いきなり婚─目覚めたら人の妻?!─
これは私が苦し紛れに吐き出した言い訳を面白がってなぞったんだろう。

私が添い寝を断ったことを根に持っているわけではないと思うけれど、ちょっと意地悪をされた気分になった。

安藤部長を玄関で見送って、ドアが閉まり一人になった途端、住み慣れた狭い部屋がやけに広く感じた。

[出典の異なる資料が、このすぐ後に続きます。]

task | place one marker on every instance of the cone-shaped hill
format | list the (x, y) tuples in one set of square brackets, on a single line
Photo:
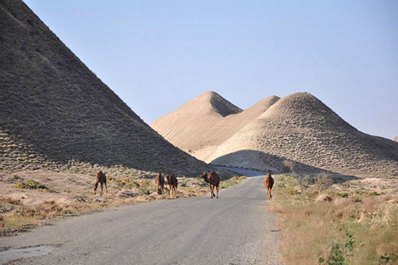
[(203, 123), (54, 110), (301, 128)]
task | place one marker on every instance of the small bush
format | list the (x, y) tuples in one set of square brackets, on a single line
[(336, 256), (323, 181)]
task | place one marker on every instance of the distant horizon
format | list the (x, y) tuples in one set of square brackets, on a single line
[(156, 56)]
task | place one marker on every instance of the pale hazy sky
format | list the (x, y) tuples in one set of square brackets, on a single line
[(156, 55)]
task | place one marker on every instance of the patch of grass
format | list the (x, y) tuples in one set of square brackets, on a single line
[(353, 227)]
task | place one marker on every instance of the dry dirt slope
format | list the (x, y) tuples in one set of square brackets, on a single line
[(203, 123), (53, 109), (299, 128)]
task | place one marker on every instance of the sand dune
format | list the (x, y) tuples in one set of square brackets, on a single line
[(203, 123), (301, 129), (54, 110)]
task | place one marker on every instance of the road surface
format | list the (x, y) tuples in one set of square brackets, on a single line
[(236, 229)]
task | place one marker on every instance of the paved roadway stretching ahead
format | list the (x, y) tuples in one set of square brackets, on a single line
[(236, 229)]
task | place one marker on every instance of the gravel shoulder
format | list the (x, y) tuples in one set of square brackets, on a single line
[(235, 229)]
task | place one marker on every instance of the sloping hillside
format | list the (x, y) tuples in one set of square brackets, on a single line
[(54, 110), (203, 123), (301, 128)]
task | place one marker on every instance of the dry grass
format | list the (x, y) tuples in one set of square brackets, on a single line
[(25, 202), (336, 224)]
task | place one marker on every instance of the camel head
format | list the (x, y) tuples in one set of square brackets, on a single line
[(204, 176)]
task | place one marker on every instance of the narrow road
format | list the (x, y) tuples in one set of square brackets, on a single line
[(235, 229)]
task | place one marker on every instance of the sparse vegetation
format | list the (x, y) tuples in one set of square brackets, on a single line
[(30, 184), (337, 224), (74, 195)]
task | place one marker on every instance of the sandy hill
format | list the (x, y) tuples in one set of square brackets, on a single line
[(297, 131), (54, 110), (301, 128), (203, 123)]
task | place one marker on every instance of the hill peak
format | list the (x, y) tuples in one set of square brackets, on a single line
[(214, 102)]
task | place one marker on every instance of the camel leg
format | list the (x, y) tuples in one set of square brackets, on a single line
[(95, 187), (269, 192)]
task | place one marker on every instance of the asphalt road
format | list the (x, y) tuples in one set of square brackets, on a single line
[(235, 229)]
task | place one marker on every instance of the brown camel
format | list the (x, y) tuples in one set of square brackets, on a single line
[(214, 180), (173, 182), (160, 183), (101, 179), (269, 183)]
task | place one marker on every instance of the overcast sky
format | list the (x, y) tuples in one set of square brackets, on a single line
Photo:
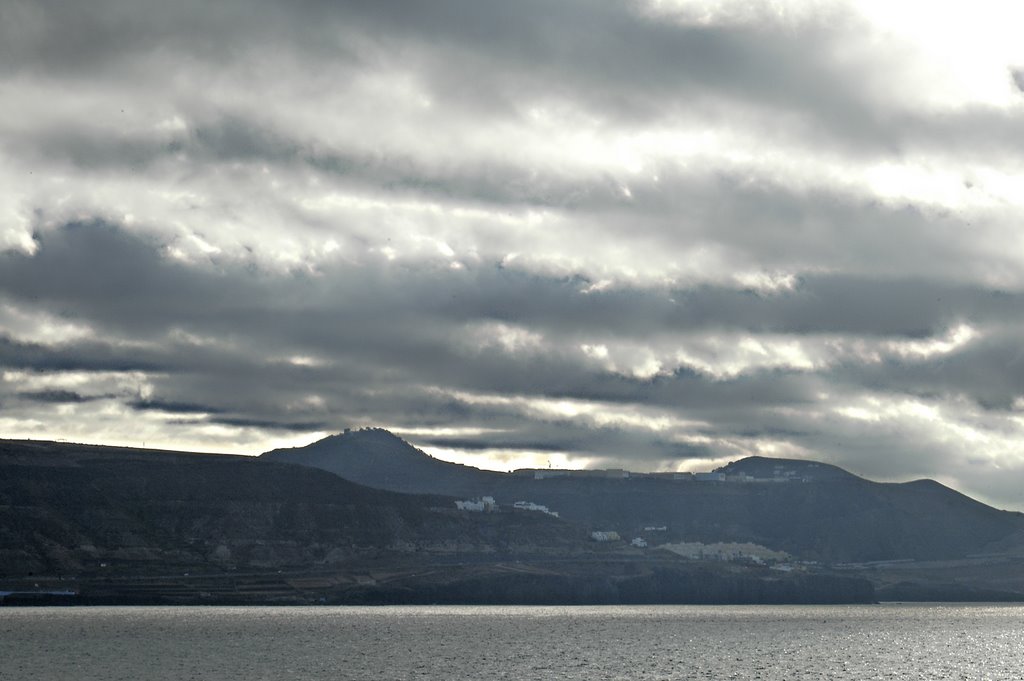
[(649, 233)]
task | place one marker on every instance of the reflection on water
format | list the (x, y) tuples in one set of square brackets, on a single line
[(612, 642)]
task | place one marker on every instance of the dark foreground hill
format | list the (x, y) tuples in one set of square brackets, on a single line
[(92, 524), (810, 510)]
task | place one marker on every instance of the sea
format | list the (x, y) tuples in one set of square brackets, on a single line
[(886, 641)]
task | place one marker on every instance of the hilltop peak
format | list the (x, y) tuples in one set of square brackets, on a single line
[(796, 469)]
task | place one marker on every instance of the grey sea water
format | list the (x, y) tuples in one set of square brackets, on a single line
[(628, 642)]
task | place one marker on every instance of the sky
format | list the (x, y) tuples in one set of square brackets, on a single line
[(650, 235)]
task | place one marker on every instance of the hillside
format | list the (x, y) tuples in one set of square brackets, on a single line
[(811, 510), (93, 524)]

こんな適当な結婚はあり得ないから早く離婚して欲しいと思っていたはずなのに、一緒に食事をするのも全然イヤじゃなくて、二人で出掛けることを楽しみだと思っている。

いつの間にか私は、安藤部長といることが少しずつ心地よくなっているのだと気付いた。

いや……ただ一緒にいることに慣れてきただけなのかも知れない。

田舎から出てきて何年経っても垢抜けず、女性としての自信のなさから卑屈になりがちな私を、否定せずに受け入れてくれるところとか、まっすぐな目で見つめてくれるところには、今まで付き合った人にはなかった懐の深さを感じる。

仕事中は完璧な上司で、仕事を離れると少しわがままだったり甘えてきたり、そうかと思えば甘過ぎる言動で私を翻弄したり、なんだかよくわからない人ではあるけれど、悪い人ではないと思う。

だからと言って好きになるかどうかは別問題だ。

妙な勘違いだけは起こさないようにしようと思いつつも、その夜は胸の高鳴りを抑えることができなかった。